Nepenthe was recorded in the cold and dark of Iceland. We took day trips to places like the Gullfoss waterfall, and I just remember being gobsmacked by nature. So, whenever I hear a song from Nepenthe, I can kind of feel that Icelandic chill, you know? But on the flip side, I made most of Healing is a Miracle in my kitchen in L.A. So, I can definitely be influenced by an environment I’m in, but I don’t necessarily need it to make music that is coming from my heart.
"I'm emotionally attached to my RC-50. It went everywhere with me at the beginning of this whole adventure, and I made my sound on this thing."
How about hardware? How essential are BOSS Loop Stations to making your music?
I love the gear I have. They’re all discontinued models, so I have backups of everything. I actually have three RC-50s. One is dead, but I still have it because I’m so emotionally attached to my machine. It went everywhere with me at the beginning of this whole adventure, you know? And I made my sound on this thing, so it means a lot. It’s the same with the SP-404. I have 2 of those and have used them since forever.
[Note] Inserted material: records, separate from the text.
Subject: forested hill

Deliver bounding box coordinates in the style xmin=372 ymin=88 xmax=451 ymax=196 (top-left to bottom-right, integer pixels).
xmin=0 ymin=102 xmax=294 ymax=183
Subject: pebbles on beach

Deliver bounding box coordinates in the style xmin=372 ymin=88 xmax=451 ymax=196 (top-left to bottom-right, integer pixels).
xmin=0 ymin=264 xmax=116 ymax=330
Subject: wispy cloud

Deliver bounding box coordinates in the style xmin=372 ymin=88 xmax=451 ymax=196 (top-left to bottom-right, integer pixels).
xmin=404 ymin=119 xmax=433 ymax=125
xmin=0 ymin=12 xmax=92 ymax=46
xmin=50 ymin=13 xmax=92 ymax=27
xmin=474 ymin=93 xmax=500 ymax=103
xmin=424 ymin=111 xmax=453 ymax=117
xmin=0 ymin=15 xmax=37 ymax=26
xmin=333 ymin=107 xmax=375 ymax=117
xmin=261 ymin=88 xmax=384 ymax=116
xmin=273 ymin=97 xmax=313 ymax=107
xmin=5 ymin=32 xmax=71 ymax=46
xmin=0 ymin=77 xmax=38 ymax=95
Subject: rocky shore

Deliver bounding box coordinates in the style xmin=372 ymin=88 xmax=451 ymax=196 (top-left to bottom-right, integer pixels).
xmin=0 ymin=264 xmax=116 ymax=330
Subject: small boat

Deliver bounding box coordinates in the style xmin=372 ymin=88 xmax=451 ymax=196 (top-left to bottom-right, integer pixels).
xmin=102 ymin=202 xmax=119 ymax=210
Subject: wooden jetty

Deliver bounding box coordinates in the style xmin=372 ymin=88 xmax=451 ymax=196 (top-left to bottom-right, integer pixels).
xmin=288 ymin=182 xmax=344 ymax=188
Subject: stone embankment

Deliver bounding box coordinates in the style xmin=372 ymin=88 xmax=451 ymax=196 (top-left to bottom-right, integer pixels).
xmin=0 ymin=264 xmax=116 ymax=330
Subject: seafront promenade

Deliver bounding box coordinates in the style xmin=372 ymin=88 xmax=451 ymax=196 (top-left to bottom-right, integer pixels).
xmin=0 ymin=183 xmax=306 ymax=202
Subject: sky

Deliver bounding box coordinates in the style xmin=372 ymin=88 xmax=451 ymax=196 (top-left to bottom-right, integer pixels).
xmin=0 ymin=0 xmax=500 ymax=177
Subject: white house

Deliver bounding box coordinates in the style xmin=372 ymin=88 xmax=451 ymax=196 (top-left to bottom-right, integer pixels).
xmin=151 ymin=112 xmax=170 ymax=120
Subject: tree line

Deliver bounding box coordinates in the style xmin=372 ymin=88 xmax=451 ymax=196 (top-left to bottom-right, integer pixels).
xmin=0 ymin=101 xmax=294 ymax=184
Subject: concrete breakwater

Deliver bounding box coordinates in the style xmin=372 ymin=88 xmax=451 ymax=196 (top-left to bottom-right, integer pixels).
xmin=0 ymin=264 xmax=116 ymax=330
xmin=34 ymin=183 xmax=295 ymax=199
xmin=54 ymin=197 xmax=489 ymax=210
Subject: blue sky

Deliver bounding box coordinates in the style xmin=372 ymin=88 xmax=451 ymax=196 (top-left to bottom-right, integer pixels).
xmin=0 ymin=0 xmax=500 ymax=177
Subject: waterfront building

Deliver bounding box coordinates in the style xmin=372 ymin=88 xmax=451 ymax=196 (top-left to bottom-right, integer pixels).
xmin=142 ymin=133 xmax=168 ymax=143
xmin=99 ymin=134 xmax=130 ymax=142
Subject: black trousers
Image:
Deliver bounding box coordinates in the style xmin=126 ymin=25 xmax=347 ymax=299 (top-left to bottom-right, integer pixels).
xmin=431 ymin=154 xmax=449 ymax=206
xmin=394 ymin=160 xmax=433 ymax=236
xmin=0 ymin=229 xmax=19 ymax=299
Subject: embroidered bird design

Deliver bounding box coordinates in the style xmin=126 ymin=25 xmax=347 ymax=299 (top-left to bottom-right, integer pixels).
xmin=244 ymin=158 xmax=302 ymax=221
Finally, do you have any advice for musicians looking to get into looping?
Read the free manuals and go to the free workshops. You don’t need to spend a fortune. When I started, I had absolutely no money. So just experiment. Nearly every MacBook has GarageBand on it for free. That’s where I started and I literally only switched to Logic last year. Everything up to and including Healing is a Miracle was done on GarageBand. Just follow your nose.